Find the VRMs on your motherboard; these square chips are usually found by the processor socket. On some motherboards, such as this Asus P5K-E, the heat sink area will already be handily marked, making it easy to measure your heat sink for mounting. If not, measure the area needed to cover the VRMs.

Find a heat sink that you can dismantle. We used an old Cooler Master Slot 1 cooler, which we picked up from eBay for just £4, including delivery.

To hard-mount your heat sink with screws, use a Dremel and reinforced cut-off wheels to remove any obstructions, such as the fins on our heat sink, as shown above.

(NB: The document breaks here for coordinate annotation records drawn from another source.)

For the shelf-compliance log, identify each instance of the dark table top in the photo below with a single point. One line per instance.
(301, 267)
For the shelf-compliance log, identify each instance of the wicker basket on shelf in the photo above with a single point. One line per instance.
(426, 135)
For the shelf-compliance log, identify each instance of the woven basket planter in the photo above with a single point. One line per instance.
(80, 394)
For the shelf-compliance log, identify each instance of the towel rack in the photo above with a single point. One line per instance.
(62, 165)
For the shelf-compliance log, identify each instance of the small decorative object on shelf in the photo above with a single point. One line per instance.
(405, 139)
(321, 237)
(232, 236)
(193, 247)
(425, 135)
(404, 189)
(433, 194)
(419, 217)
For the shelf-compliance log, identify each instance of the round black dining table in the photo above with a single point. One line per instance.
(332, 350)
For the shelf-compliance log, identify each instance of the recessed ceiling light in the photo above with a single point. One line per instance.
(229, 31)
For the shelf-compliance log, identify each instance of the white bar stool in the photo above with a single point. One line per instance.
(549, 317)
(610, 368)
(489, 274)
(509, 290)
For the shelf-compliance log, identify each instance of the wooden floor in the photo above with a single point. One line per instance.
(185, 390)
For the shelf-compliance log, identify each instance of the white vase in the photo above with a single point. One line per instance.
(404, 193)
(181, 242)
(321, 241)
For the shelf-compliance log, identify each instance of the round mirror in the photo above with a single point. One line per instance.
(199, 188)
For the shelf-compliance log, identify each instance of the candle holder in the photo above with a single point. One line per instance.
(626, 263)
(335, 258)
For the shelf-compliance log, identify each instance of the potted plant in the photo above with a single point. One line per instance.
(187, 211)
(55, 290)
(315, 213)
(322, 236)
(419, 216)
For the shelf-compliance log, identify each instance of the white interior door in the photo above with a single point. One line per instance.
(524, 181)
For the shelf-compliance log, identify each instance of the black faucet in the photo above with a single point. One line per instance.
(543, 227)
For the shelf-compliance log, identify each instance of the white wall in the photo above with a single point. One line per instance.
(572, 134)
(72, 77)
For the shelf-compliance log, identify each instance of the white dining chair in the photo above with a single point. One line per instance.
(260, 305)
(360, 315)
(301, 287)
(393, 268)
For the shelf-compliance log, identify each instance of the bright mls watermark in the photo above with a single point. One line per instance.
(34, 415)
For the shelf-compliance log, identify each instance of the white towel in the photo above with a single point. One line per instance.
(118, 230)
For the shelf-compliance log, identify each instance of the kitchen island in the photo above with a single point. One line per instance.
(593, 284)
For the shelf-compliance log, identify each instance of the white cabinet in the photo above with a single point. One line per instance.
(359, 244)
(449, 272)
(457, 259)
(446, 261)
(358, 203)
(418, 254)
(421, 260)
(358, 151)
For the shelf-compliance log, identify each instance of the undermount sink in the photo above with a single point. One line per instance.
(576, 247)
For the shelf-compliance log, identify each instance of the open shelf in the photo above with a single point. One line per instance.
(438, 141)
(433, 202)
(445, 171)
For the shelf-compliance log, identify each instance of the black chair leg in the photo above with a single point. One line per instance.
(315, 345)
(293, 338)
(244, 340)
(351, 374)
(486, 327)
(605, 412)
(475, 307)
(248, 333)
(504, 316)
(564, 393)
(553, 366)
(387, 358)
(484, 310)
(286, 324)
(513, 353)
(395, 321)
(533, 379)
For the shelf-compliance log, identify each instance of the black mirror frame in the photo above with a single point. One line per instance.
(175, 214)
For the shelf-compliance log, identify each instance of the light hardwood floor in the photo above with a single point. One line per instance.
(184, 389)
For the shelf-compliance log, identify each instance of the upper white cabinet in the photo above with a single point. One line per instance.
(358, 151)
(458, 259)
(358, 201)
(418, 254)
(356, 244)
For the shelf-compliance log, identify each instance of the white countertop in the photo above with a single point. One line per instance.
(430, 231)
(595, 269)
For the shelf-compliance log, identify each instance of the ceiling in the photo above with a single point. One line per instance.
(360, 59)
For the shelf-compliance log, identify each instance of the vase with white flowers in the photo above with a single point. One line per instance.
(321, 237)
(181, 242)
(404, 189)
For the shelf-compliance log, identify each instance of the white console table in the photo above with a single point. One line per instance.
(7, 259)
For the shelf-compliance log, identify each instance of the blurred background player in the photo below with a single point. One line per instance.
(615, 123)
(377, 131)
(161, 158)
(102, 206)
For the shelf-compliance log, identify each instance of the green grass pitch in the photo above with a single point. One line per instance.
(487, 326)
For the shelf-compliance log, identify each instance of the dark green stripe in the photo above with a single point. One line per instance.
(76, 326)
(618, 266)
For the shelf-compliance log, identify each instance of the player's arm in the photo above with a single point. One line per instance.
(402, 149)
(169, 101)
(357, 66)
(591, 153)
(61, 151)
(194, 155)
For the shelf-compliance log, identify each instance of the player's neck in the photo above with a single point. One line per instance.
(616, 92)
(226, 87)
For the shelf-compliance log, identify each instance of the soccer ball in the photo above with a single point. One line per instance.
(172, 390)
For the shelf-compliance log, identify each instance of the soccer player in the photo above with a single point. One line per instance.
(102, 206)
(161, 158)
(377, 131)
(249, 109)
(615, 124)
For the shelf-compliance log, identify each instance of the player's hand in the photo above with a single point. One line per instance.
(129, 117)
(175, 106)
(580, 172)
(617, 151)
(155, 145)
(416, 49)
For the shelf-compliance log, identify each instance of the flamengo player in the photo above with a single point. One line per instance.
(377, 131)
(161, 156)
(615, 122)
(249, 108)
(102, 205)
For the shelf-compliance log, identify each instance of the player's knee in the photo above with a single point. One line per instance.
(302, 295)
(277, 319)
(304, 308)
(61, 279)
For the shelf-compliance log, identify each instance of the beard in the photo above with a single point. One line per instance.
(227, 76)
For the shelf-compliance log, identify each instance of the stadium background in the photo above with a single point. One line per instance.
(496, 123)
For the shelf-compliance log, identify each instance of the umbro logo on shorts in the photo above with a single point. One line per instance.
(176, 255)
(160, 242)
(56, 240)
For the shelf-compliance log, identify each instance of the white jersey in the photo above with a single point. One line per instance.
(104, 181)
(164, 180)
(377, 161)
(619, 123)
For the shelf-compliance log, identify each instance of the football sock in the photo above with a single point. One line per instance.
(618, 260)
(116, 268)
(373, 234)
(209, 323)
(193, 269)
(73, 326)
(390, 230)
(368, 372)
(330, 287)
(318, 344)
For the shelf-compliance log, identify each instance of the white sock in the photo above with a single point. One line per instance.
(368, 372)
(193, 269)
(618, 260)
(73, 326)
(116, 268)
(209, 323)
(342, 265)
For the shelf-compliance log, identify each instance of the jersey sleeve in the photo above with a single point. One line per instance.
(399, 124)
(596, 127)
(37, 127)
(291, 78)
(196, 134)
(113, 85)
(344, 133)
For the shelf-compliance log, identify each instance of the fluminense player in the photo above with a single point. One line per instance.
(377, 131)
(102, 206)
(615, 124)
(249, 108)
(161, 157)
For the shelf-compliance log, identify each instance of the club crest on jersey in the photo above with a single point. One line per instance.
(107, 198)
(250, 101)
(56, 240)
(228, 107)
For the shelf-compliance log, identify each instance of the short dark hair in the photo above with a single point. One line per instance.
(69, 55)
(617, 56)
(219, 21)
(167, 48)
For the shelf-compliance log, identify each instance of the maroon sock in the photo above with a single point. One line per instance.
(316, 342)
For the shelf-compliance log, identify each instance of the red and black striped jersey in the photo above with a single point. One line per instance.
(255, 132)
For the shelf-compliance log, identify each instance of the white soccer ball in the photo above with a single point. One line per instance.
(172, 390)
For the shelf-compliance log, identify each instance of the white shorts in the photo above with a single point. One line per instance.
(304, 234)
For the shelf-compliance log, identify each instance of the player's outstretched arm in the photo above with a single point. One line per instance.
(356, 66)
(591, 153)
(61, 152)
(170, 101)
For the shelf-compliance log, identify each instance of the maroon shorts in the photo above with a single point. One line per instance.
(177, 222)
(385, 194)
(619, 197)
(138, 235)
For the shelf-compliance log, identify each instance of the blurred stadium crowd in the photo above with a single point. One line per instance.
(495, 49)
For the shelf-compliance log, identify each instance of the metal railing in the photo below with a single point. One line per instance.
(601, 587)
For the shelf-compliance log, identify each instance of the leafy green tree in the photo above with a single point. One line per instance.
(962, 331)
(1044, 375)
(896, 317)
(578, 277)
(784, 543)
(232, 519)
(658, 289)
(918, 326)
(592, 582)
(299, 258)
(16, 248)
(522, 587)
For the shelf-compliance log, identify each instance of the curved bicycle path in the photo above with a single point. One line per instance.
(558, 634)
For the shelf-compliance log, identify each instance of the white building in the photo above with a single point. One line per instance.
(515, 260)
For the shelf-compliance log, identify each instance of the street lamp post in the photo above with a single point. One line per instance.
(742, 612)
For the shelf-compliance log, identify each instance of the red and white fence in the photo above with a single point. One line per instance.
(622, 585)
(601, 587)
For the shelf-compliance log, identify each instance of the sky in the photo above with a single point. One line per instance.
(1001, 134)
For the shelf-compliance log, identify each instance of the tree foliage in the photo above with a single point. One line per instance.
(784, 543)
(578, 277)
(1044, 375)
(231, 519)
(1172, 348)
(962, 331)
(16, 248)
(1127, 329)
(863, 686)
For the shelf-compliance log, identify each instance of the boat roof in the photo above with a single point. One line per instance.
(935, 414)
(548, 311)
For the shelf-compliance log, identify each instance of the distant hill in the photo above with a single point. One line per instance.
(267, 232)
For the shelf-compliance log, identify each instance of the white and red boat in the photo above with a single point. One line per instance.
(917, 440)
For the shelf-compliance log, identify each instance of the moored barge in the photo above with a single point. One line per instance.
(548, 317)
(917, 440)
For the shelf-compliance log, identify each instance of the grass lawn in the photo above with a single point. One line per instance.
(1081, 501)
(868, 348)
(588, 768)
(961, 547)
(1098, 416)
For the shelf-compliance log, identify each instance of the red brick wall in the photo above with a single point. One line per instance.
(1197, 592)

Wear eye protection while using the Dremel, and then remove any sharp edges using a needle file.

You can then cut the heat sink to size using the Dremel and reinforced cut-off wheels, which may wear out a couple of your discs. Alternatively, you can use a hacksaw for this job, although this method will take a while. Again, remove any sharp edges with a needle file.

Install the heat sink on the VRMs using Sekisui double-sided thermal adhesive tape (99p a strip from www.chilledpc.co.uk). Aluminium isn't heavy, so the tape will hold it securely. Thermal adhesive could also be used for this, but you won't be able to remove the heat sink afterwards. With this heat sink installed, the temperature of the VRMs dropped dramatically from 31.2°C to 4°C.

Mounting the heat sink with screws will provide more tension (and therefore lower temperatures), as well as being much more secure. To do this, drill a mounting hole into the heat sink at either end, and secure it to the board with screws and nuts. You should also use plastic washers between the nuts and the motherboard to prevent any short circuits.

Instead of making a custom heat sink, you can use heat sinks designed for cooling the memory on a graphics card. We used the Zalman heat sinks that come with the VF900 and VF1000 GPU coolers, which dropped the temperature of the VRMs from 31.2°C to 11°C. This method isn't as effective as a custom heat sink, but these heat sinks are much easier to install.